This past week I had the occasion to go up to the Puget Sound Regional Archives in Bellevue, to look for divorce records. The archivist trundled out 4 huge bound books on a book cart, for me to look through. They were the indexes for the civil court cases in King County, Washington, from 1890 to 1900, and 1900 to 1906; two books indexed by the plaintiff's name (the person bringing the lawsuit), and two by the defendant's name.
These cases cover the whole range of civil (not criminal) legislation - everything from divorce (which is what I was looking for) to adoption, naturalizations, medical malpractice, personal injury, and just suing the next-door neighbor because he was noisy after 11pm. These are just the indexes; the actual cases (denoted by the case numbers) are on microfilm, also at the Puget Sound Regional Archives.
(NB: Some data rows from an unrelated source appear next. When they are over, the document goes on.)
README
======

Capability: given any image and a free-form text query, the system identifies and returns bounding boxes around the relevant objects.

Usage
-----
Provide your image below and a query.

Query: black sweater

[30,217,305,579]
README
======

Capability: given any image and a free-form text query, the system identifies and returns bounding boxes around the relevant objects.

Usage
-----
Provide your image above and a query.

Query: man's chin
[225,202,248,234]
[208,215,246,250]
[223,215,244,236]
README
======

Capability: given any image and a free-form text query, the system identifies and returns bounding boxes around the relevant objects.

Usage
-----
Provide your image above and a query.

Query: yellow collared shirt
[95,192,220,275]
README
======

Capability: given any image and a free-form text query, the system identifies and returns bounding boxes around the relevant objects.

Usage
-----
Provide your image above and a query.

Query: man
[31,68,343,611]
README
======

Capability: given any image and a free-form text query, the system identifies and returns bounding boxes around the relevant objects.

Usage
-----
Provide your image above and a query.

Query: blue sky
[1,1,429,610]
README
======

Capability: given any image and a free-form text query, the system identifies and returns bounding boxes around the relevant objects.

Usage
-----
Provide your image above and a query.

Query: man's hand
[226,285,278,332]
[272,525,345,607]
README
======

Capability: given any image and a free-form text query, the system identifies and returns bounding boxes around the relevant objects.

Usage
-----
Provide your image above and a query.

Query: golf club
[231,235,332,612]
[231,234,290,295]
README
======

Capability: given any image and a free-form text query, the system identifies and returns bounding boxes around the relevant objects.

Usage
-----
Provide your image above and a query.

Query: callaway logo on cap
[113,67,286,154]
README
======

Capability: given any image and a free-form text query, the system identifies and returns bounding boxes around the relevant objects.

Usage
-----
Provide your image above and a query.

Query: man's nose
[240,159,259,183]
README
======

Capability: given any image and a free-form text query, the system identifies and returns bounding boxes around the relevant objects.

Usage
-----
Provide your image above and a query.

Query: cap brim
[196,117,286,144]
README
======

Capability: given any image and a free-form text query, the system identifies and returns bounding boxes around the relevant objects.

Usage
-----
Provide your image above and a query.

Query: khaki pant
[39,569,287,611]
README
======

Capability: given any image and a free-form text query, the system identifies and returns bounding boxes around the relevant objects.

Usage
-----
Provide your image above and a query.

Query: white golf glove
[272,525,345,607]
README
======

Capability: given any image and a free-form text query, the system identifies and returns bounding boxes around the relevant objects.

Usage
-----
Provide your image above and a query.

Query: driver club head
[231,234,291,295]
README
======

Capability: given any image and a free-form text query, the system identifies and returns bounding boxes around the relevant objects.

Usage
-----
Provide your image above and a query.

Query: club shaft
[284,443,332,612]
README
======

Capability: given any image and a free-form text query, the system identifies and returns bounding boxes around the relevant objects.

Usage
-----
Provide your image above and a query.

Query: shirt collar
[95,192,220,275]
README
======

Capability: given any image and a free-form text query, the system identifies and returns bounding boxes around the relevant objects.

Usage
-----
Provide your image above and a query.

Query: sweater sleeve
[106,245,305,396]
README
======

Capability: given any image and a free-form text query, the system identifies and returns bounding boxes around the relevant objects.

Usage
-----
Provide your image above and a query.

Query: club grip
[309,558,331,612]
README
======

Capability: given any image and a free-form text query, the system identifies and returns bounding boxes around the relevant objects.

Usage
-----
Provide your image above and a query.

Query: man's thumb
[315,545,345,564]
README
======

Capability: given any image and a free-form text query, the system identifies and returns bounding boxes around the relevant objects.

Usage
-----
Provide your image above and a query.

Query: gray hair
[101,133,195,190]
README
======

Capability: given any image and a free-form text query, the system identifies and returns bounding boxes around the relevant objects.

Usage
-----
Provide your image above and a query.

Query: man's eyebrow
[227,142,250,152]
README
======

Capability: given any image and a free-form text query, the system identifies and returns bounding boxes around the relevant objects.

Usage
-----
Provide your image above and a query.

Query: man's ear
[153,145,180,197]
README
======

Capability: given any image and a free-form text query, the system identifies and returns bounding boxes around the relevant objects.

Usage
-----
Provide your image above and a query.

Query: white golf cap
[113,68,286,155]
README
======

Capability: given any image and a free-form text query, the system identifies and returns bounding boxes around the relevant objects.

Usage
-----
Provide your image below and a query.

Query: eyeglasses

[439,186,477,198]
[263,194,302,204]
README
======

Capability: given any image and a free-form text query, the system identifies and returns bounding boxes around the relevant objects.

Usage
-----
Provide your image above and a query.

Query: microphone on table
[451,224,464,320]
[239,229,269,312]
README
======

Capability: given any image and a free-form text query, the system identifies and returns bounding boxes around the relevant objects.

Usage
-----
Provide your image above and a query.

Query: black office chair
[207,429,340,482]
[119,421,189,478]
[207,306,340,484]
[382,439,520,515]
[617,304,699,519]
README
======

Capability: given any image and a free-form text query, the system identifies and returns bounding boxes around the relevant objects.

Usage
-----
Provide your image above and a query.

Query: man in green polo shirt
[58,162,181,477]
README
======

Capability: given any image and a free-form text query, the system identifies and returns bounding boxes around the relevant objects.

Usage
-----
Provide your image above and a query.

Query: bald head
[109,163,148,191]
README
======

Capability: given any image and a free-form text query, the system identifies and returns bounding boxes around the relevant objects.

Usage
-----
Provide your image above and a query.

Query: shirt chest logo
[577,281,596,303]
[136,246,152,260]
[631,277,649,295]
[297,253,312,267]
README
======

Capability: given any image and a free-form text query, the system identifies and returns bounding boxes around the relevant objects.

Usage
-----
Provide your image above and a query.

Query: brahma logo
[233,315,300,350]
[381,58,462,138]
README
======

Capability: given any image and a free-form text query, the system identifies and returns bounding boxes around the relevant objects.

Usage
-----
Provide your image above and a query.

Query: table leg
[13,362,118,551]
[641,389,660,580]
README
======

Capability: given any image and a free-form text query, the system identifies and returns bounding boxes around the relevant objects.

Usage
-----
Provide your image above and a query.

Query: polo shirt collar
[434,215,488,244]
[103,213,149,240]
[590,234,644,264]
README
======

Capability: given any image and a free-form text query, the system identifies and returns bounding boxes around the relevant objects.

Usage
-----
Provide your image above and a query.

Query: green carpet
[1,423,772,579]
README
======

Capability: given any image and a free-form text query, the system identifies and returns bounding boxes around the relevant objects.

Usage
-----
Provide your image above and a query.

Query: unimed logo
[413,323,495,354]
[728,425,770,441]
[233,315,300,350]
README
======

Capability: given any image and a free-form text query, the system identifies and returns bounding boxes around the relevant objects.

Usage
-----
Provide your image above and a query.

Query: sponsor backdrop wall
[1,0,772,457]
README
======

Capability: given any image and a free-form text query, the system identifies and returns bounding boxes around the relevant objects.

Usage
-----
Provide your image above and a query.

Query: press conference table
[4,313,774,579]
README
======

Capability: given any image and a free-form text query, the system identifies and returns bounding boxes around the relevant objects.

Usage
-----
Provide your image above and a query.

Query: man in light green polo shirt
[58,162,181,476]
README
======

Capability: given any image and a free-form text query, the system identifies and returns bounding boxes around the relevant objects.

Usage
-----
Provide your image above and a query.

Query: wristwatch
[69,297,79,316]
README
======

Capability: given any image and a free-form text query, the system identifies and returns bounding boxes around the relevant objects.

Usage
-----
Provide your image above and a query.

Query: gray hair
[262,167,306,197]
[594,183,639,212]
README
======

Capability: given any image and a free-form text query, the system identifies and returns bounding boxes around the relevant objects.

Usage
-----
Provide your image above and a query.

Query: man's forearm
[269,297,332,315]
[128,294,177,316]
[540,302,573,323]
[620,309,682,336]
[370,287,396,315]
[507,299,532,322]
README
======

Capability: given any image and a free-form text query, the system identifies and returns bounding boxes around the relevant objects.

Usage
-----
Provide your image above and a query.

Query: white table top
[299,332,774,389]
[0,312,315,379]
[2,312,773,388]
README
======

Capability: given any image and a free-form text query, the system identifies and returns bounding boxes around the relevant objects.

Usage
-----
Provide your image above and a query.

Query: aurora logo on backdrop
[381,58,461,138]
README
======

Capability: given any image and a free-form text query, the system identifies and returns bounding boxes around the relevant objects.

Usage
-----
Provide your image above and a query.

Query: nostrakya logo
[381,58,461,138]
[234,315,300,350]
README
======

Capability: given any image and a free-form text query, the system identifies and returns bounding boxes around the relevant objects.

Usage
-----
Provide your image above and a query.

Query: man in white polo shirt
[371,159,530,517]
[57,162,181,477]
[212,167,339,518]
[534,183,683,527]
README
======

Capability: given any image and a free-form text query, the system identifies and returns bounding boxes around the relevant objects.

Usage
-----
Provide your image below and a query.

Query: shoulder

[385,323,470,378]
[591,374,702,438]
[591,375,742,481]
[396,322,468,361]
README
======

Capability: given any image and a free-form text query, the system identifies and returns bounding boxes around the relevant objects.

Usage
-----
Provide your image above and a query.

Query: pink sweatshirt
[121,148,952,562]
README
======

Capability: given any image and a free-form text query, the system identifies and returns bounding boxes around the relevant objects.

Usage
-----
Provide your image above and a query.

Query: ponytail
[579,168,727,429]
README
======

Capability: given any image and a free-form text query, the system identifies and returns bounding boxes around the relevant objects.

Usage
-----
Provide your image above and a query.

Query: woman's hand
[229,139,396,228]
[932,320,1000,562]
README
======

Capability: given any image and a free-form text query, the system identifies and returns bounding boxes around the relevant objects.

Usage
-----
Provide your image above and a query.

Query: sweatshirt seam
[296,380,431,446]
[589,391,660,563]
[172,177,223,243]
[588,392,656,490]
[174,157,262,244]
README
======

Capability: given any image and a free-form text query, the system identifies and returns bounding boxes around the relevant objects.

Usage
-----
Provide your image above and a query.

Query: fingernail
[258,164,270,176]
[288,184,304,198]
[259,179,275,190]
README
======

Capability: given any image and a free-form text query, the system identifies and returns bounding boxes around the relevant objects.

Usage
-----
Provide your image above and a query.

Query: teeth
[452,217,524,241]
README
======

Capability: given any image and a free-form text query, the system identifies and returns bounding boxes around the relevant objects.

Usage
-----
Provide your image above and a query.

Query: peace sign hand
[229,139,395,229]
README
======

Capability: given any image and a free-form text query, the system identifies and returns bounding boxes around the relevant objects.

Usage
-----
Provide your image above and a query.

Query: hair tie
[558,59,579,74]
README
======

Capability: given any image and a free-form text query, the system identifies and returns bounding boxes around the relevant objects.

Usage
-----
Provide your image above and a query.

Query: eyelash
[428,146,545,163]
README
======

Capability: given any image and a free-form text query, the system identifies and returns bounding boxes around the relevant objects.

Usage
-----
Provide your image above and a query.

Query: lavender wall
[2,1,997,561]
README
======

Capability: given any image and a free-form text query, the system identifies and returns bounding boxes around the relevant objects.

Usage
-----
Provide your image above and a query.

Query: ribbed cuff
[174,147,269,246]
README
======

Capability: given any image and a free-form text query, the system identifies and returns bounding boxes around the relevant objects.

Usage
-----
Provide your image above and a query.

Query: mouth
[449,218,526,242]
And none of these are online.
For every estate inventory you find online (for example, those of Revolutionary war veterans) there must be thousands, if not millions, of others in files, in boxes, in books, tucked away in dusty (or well-kept) corners of courthouses and state archives. Among the 476 pages of photocopied material I brought back from my visit to the North Carolina State Archives in Raleigh is an estate inventory for Mary Stacy, deceased, widow of Buckner Stacy, who lived in Montgomery County, North Carolina. This was dated March 31st 1849, and is a fascinating look at a time and place long vanished:
1 pot, oven & hooks
2 baskets of grind stones
11 bushels cotton seed
5 bushels corn
1 sow & 8 choice shoats [young hogs]
1 coffee mill
1 lot crockery
1 pr. sheep shears & scissors
1 pr. steelyards & candle moulds
lard stand & contents
1 Bed & furniture
100 lbs. bacon
1 lot sugar & coffee
Most of these items sold for just a few cents; the most expensive item on the list was the wagon, which sold for $22. The names of the community members who bought these items are illuminating, too - many of them were the sons-in-law of Mary & Buckner, and a granddaughter, Eliza Stacy, bought a looking glass for 92 cents.
Along with this inventory, I also brought home an inventory and a will for Buckner Stacy, who died in 1842. His much shorter inventory included:
1 black mare 24.60
1 bay mare 70.85
1 dark red cow 7.00
1 black heifer 2.26
10 head of sheep 9.00
These last items were obviously slaves. One of the stipulations in Buckner Stacy's will was "that my executor should expose to publick sales my negro man West and the proceeds be applied to pay my debts".
Yes, it was a different time and place.